#### Answer

$$
x^{3}=\tan^{-1} x
$$
The roots of equation, correct to six decimal places, are 0, -0.902025 and 0.902025.

#### Work Step by Step

$$
x^{3}=\tan^{-1} x
$$
We first rewrite the equation in standard form:
$$
x^{3}-\tan^{-1} x=0
$$
Therefore we let
$$
f(x)=x^{3}-\tan^{-1} x=0 .
$$
Then
$$
f^{'}(x)=3x^{2}-\frac{1}{1+ x^{2}}
$$
so, Formula 2 (Newton’s method) becomes
$$
\begin{aligned} x_{n+1} &=x_{n}-\frac{f(x)}{f^{'}(x)}\\
\\ &=x_{n}-\frac{x_{n}^{3}-\tan^{-1} x_{n}}{3x_{n}^{2}-\frac{1}{1+ x_{n}^{2}}}
\end{aligned}
$$
In order to guess a suitable value for $x_1$ we sketch the graphs of $y=x^{3} $ and $y = \tan^{-1} x $ in the Figure .
(*) It appears that they intersect at a point whose x-coordinate is somewhat less than 1, so let’s take $x_{1} = 1$ as a convenient first approximation.
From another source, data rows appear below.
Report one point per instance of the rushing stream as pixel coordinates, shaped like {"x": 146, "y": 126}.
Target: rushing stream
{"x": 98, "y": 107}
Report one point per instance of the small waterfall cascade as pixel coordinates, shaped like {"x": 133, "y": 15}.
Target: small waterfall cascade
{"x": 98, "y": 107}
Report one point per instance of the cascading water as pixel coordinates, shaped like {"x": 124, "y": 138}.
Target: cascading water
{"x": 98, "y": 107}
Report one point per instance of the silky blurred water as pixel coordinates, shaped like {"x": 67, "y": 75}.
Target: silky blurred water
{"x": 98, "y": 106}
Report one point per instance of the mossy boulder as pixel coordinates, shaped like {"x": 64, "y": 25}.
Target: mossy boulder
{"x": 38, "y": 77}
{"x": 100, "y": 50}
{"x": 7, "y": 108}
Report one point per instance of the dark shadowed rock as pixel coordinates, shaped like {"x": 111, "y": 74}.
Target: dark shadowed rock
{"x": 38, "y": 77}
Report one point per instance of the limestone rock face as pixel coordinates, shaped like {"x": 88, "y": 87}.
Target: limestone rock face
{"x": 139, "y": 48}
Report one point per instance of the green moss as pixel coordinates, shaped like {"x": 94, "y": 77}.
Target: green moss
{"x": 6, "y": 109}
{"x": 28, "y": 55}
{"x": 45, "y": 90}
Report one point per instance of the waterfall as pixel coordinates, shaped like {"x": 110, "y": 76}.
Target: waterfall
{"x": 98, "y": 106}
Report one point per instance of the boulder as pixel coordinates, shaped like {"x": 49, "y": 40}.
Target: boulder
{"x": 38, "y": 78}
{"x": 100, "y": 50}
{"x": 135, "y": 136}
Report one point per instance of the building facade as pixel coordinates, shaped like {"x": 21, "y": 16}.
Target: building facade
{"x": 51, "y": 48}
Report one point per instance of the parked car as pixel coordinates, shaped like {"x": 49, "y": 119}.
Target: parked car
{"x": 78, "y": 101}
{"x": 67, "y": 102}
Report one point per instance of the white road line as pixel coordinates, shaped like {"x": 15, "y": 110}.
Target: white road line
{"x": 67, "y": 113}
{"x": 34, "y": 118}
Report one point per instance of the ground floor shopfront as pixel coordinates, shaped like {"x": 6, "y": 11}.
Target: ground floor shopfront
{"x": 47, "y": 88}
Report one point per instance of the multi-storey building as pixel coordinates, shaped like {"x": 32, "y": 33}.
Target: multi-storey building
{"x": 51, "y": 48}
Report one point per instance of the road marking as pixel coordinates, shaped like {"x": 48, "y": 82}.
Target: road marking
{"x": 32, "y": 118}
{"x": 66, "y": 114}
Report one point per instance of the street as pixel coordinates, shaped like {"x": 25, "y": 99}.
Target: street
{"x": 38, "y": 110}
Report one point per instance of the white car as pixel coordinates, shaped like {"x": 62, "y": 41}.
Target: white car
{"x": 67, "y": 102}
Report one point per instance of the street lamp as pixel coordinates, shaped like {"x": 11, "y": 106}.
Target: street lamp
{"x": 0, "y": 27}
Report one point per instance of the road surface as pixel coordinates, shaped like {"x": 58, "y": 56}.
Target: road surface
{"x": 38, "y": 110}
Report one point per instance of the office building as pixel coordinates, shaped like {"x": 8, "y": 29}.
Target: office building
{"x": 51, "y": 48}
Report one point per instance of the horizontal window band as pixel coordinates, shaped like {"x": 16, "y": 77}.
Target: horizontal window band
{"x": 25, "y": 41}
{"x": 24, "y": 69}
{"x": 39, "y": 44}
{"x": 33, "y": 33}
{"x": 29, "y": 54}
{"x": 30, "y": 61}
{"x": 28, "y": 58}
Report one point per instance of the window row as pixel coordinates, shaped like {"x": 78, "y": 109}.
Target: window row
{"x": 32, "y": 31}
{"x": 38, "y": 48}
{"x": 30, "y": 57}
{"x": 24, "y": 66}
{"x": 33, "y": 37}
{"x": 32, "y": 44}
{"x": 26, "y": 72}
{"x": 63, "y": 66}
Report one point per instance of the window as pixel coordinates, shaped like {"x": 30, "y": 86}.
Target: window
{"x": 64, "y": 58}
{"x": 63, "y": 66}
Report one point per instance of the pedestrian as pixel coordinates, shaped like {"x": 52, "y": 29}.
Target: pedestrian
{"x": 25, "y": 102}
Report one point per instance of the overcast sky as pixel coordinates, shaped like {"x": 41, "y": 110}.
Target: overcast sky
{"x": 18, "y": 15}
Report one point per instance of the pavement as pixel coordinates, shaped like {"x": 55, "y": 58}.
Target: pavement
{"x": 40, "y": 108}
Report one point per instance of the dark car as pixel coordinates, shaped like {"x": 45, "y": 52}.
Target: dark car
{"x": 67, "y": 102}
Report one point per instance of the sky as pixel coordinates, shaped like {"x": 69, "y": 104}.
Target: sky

Then Newton’s method gives
$$
\begin{aligned} x_{2} &=x_{1}-\frac{x_{1}^{3}-\tan^{-1} x_{1}}{3x_{1}^{2}-\frac{1}{1+ x_{1}^{2}}}\\
&=(1)-\frac{(1)^{3}-\tan^{-1} (1)}{3(1)^{2}-\frac{1}{1+ (1)^{2}}} \approx 0.914159
\end{aligned}
$$
repeating we get
$$
x_{3}\approx 0.902251,
x_{4}\approx 0.902026 ,
x_{5}\approx 0.902025 .
$$
(**) It appears that they intersect at a point whose x-coordinate is somewhat greater than -1, so let’s take $x_{1} = -1 $ as a convenient first approximation. Then Newton’s method gives
$$
\begin{aligned} x_{2} &=x_{1}-\frac{x_{1}^{3}-\tan^{-1} x_{1}}{3x_{1}^{2}-\frac{1}{1+ x_{1}^{2}}}\\
&=(-1)-\frac{(-1)^{3}-\tan^{-1} (-1)}{3(-1)^{2}-\frac{1}{1+ (-1)^{2}}} \approx -0.914159
\end{aligned}
$$
repeating we get
$$
x_{3}\approx - 0.902251,
x_{4}\approx -0.902026 ,
x_{5}\approx -0.902025 .
$$
we conclude that the roots of equation, correct to six decimal places, are 0, -0.902025 and 0.902025.